Doctors recommend that people who have heart attacks receive treatment to open their blocked arteries within 12 hours after an attack. Even past those 12 hours, though, a procedure to open blocked arteries called angioplasty was thought to prevent future heart problems. A new study, however, found that stable patients getting late angioplasty did no better than patients on drug therapy alone.
Each year, about a million people in the U.S. have a heart attack and half of them die. The NIH-funded Occluded Artery Trial sought to find out whether it really helped stable patients to perform angioplasty 3-28 days after a heart attack in a totally blocked coronary artery related to the heart attack.
A total of 2,166 patients were randomly assigned to receive drug therapy or routine angioplasty with stenting (placing a metal mesh tube in the artery to keep it open) along with drug therapy.
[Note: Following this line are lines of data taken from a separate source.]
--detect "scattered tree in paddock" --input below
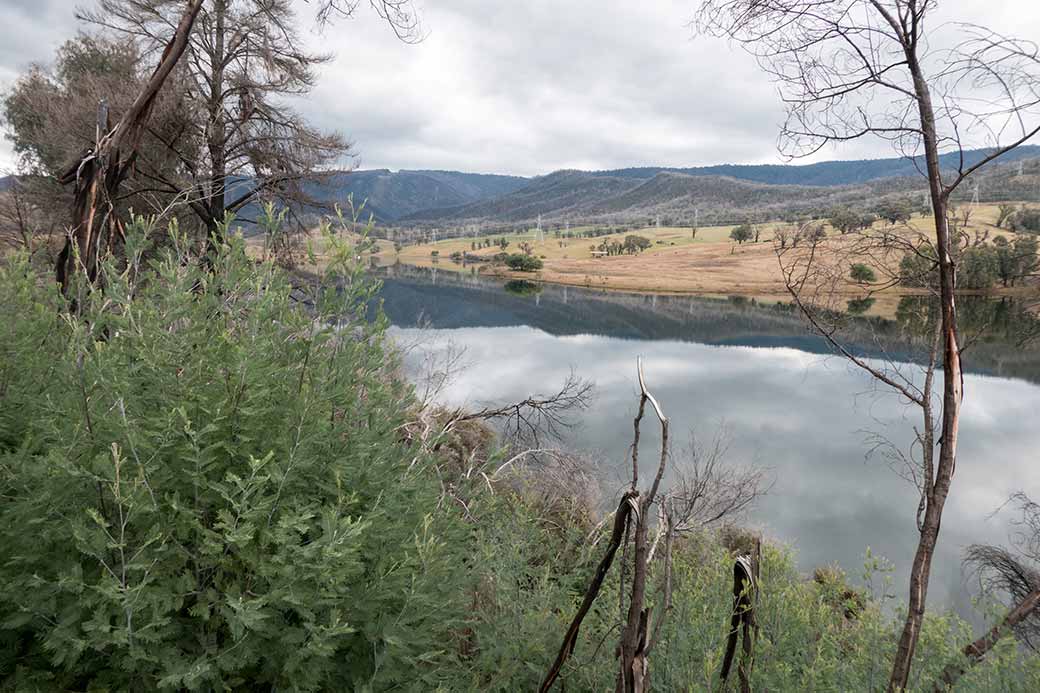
[729,224,755,246]
[849,262,878,284]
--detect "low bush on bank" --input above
[505,253,543,272]
[0,223,467,691]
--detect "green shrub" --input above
[505,253,544,272]
[957,246,1000,289]
[0,222,466,691]
[849,262,878,284]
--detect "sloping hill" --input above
[310,169,527,222]
[398,147,1040,226]
[401,171,642,223]
[595,145,1040,186]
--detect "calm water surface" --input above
[383,263,1040,613]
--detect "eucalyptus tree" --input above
[698,0,1040,690]
[80,0,357,242]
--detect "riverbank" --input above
[379,198,1036,303]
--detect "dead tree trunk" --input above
[888,33,963,691]
[55,0,203,294]
[539,359,673,693]
[719,541,761,693]
[934,590,1040,693]
[617,360,668,693]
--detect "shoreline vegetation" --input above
[6,222,1040,692]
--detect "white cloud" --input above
[0,0,1040,175]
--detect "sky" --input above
[0,0,1040,176]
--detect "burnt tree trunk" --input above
[934,590,1040,693]
[206,0,228,249]
[55,0,203,296]
[888,20,963,691]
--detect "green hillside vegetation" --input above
[397,154,1040,230]
[0,220,1040,692]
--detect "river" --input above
[382,267,1040,615]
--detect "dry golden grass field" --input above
[391,205,1031,298]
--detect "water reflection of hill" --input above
[382,265,1040,382]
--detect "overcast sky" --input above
[0,0,1040,175]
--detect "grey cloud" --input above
[0,0,1040,175]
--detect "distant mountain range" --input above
[8,146,1040,228]
[309,169,530,223]
[314,146,1040,227]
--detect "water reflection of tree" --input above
[895,296,1040,349]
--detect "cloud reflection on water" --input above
[392,327,1040,610]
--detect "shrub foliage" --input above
[0,222,464,690]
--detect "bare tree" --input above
[80,0,357,242]
[935,493,1040,693]
[698,0,1040,691]
[539,359,764,693]
[449,373,594,447]
[56,0,203,291]
[3,34,193,261]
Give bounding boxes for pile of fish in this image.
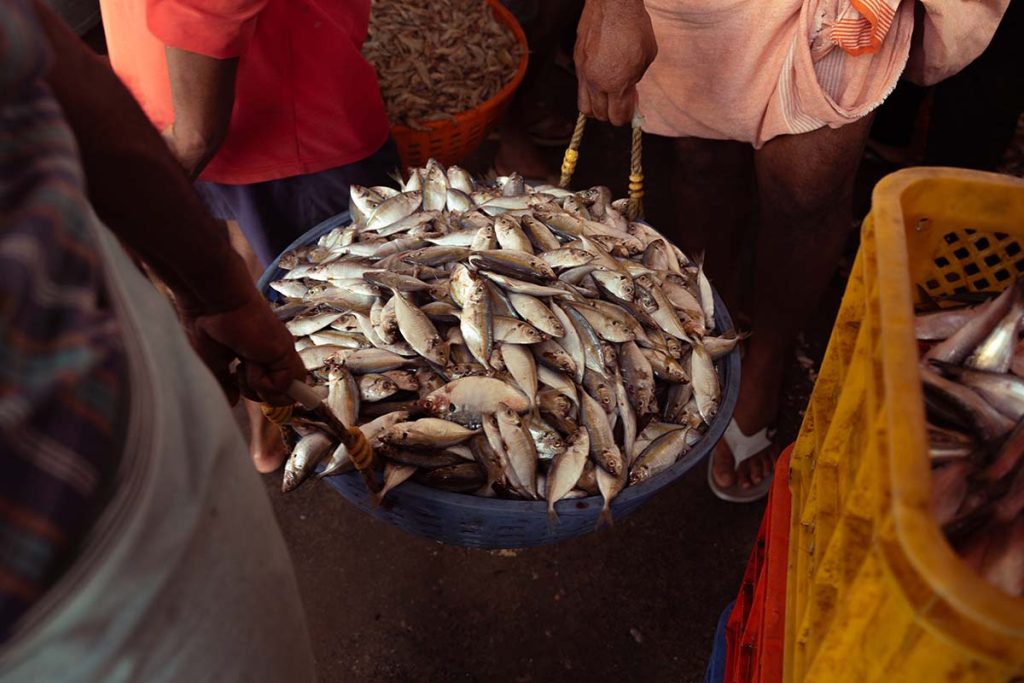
[362,0,522,130]
[270,160,738,524]
[915,281,1024,596]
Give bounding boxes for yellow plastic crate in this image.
[784,168,1024,683]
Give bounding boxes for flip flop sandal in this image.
[708,420,774,503]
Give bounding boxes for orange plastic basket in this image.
[391,0,529,167]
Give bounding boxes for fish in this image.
[359,373,398,401]
[580,391,626,476]
[495,216,532,252]
[281,431,332,494]
[391,290,449,368]
[492,315,544,344]
[913,303,988,341]
[495,402,539,499]
[519,214,561,253]
[377,418,479,449]
[921,366,1014,441]
[469,248,557,284]
[285,310,343,337]
[480,270,569,297]
[932,360,1024,420]
[964,287,1024,373]
[421,377,529,425]
[690,344,722,424]
[545,427,590,522]
[508,293,565,338]
[924,281,1022,365]
[530,339,577,376]
[618,342,658,418]
[327,368,359,427]
[501,343,538,407]
[270,160,724,501]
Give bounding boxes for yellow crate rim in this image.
[871,168,1024,638]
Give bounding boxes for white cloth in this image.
[0,214,315,683]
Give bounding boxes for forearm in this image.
[165,47,239,178]
[36,2,254,311]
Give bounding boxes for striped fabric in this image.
[0,0,127,643]
[830,0,900,56]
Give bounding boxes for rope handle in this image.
[558,112,644,220]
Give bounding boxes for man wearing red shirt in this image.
[100,0,399,471]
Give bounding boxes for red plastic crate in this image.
[725,445,793,683]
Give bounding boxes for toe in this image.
[736,460,754,488]
[711,445,736,488]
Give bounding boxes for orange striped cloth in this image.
[637,0,1007,147]
[830,0,900,56]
The trial found no significant difference between the groups over an average of 3 years and up to 5. There was a trend toward more heart attacks in the angioplasty group but it was not statistically significant. The patients will need to be followed for longer to see if any significant trends emerge.
“These results challenge the long-standing belief that opening a blocked artery is always good,” said NHLBI director Dr. Elizabeth G. Nabel. The late opening of a coronary artery involved in a heart attack should be reserved only for certain patients, the researchers say, such as those who are unstable or continue to have chest pain after a heart attack.
If you think you’re having a heart attack, this study shows how important it is to seek care as soon as possible. But don’t forget that controlling the risk factors for heart disease—such as high cholesterol and high blood pressure—is your first line of defense against heart attacks.